瞳狐先生はなにやら調べ物をすると言って、パソコンを打つのに夢中になってしまったので、仕方なくラナが読み漁って放置した漫画たちを片していた。
あと少しというところで、今までパソコンに嚙みついていたはずの瞳狐先生が唐突に話しかけてくる。
蓮は手を止め、質問された言葉を頭の中で何度も
そういえば、ほんの少し前にその『魔王』という言葉を耳にした。
自称『忍者』の少女、
どっからどう見ても忍者とは言い難い派手な見た目に、何やらドジそうな体質。
そんな自称忍者が蓮に対して「あなたは魔王なのか」と聞いてきていた。
最近だとそこで初めて魔王という言葉を耳にしたか。
しかし、うーん。
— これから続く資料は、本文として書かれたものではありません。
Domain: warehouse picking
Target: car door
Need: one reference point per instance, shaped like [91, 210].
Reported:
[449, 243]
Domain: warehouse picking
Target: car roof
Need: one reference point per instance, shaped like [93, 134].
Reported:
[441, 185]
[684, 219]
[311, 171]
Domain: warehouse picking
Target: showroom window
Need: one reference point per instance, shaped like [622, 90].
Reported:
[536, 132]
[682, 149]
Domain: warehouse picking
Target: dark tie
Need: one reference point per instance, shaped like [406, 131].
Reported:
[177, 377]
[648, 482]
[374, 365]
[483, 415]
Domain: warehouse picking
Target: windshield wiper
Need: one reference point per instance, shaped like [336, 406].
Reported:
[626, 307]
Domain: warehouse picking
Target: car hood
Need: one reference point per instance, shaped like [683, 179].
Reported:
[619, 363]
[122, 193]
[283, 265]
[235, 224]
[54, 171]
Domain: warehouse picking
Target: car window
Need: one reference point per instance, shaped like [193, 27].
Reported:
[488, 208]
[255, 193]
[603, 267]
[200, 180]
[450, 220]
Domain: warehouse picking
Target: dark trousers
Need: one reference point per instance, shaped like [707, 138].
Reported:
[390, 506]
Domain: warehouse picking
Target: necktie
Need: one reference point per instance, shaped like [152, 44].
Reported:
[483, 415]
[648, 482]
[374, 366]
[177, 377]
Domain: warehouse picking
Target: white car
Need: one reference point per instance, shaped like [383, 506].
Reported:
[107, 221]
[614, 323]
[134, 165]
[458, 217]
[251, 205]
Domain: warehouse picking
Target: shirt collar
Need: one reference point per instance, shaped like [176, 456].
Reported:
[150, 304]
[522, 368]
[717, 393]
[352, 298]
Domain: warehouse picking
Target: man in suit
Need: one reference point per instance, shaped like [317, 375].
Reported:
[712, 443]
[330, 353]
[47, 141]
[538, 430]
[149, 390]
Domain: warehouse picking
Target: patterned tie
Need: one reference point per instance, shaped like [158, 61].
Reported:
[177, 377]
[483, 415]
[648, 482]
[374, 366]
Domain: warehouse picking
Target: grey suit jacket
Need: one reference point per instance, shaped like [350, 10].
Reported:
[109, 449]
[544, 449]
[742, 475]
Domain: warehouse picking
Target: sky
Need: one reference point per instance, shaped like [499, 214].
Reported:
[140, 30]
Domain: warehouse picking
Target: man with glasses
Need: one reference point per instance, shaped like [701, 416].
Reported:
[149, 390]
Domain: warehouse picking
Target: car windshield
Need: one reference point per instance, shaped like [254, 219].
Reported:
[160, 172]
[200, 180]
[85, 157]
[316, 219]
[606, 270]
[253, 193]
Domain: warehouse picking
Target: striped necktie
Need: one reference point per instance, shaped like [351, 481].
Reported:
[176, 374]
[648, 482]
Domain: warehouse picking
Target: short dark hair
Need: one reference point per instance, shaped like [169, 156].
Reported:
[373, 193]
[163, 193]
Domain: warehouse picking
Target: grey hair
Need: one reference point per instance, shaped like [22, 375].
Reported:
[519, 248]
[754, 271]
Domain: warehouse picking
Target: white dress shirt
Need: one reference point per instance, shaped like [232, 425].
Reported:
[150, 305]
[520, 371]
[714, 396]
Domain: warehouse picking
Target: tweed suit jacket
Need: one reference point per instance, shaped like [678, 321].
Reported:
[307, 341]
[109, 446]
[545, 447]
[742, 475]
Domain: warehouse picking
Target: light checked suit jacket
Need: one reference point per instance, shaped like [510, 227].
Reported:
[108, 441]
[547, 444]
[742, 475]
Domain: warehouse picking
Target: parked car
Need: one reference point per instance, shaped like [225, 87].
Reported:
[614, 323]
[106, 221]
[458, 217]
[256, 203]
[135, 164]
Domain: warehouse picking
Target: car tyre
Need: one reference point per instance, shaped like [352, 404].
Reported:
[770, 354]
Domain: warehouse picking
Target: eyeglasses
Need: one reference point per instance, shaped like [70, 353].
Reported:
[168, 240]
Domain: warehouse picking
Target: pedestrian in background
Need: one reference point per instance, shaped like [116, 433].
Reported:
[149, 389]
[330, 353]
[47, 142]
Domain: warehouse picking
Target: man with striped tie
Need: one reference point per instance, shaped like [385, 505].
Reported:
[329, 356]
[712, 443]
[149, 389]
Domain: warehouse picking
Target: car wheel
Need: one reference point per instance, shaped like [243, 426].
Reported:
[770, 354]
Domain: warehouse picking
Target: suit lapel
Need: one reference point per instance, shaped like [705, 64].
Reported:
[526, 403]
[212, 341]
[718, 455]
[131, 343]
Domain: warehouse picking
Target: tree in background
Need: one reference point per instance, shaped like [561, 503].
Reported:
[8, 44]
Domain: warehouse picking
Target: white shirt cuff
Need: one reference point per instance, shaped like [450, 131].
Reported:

明らかに本物の忍者には見えなかったし、説明するのも面倒だ。
「いや知らないですけど……魔王ってあの魔王ですか?」
蓮は先程の記憶を脳の奥に押しやる。しかし、自称忍者から出た言葉がまさか瞳狐先生から聞けるとは思わず、虚をつかれたような顔で聞き返してしまう。
「どの魔王のことを言ってるのか分からにゃけど……たぶんその魔王じゃにゃいかにゃ~?」
自分から質問したはずの瞳狐自身もよくわかっていないかのようなあいまいな返事だ。
「それがどうしたんですか? あ、調べ物ってゲームですか……」
「いやいや違うにゃあ! 実はその魔王の噂が巷では有名なんだにゃ。尾ひれもたくさんついてるみたいにゃけど……最近だと手下を作ってあちこちで女の子を襲ってるなんて噂もあるにゃ!」
はぁ、とため息交じりに蓮に呆れた視線を向けられた瞳狐は慌てて首を振り、その質問の意図を説明する。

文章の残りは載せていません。